1:00 p.m. Thursday, April 2, 2009
Title:
Novel approaches to metagenomic analysis
By:
James Robert White
Venue:
Biomolecular Science Building Room 3118
(CBCB seminar and presentation for AMSC candidacy exam; note earlier time)
Abstact:
The human body plays host to thousands of bacterial species in a variety of ecosystems. Until recently, microbial
communities have been impossible to investigate thoroughly, as the vast majority of bacteria cannot be cultured through
laboratory techniques. New technologies (e.g. high-throughput sequencing, 16S rRNA surveys) allow us to deeply sample
the genetic content of a microbial environment in order to estimate its overall composition and functional capacity.

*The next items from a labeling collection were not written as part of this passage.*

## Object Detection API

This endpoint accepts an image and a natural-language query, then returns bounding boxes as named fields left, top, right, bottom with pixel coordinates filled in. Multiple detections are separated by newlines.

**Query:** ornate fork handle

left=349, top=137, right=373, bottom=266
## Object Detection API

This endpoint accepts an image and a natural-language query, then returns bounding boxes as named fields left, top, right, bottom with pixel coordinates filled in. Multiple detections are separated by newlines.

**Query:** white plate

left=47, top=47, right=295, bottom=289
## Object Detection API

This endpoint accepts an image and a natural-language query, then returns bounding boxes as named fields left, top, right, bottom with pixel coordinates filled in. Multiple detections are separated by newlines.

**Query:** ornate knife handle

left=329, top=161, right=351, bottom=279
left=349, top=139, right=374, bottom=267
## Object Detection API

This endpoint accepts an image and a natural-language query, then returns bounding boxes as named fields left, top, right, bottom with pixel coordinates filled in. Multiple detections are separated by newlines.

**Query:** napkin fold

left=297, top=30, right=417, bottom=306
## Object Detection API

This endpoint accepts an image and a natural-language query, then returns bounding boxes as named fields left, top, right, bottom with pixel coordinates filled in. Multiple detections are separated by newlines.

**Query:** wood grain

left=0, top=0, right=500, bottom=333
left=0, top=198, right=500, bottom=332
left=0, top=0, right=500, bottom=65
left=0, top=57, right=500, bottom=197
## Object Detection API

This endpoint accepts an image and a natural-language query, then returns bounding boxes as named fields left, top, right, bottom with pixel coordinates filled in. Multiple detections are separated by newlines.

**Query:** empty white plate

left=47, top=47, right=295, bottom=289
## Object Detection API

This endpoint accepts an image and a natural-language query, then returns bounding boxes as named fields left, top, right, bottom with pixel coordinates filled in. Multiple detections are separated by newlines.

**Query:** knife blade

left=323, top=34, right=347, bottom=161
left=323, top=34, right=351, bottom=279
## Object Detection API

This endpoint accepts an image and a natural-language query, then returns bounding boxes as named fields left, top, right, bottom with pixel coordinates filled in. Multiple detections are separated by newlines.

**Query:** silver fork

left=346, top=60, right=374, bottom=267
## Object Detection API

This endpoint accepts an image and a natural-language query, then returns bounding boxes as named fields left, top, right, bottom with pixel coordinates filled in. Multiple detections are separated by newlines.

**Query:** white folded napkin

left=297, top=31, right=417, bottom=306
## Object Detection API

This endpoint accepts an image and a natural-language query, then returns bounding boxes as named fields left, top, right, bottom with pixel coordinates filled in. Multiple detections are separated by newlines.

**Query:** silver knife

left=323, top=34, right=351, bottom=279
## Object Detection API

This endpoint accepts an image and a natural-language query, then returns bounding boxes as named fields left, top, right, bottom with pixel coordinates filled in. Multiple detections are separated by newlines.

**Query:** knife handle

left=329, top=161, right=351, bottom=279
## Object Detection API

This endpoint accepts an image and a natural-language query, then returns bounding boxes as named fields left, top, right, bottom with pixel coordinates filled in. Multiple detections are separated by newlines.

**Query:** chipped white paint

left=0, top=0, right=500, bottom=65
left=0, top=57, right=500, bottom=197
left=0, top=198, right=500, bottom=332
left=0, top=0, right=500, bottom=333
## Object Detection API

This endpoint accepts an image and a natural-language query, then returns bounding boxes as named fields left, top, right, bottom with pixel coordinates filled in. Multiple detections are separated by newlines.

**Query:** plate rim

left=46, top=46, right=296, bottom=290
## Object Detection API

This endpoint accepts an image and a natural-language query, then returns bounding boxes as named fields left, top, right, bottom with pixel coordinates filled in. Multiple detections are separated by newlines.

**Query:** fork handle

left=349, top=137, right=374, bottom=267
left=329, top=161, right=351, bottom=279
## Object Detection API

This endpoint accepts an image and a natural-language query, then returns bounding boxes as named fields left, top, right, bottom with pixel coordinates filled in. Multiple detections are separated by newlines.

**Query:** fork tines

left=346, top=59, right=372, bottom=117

Recent studies in this context have revealed that human obesity has a microbial component: obese gut microbiomes are
distinct from the lean population. This result indicates potential therapeutic approaches to treating obesity by
manipulating gut microflora. However, our limited knowledge of the microbial interactions in the gut hinders our
ability to design future experiments or effective treatments. Using 16S rRNA time-series sequence data from obese
individuals on a one-year diet, I have employed a mathematical model to study microbial population dynamics in the
human gut. In this talk I will discuss the model formulation and predicted competitive and commensal interactions among
dominant phyla in the distal gut. I will further discuss the application of this model to estimate the potential impact
of prebiotic and probiotic therapies for treating human obesity. Through this problem, I hope to illustrate the insight
mathematical modeling can bring to the field of metagenomics.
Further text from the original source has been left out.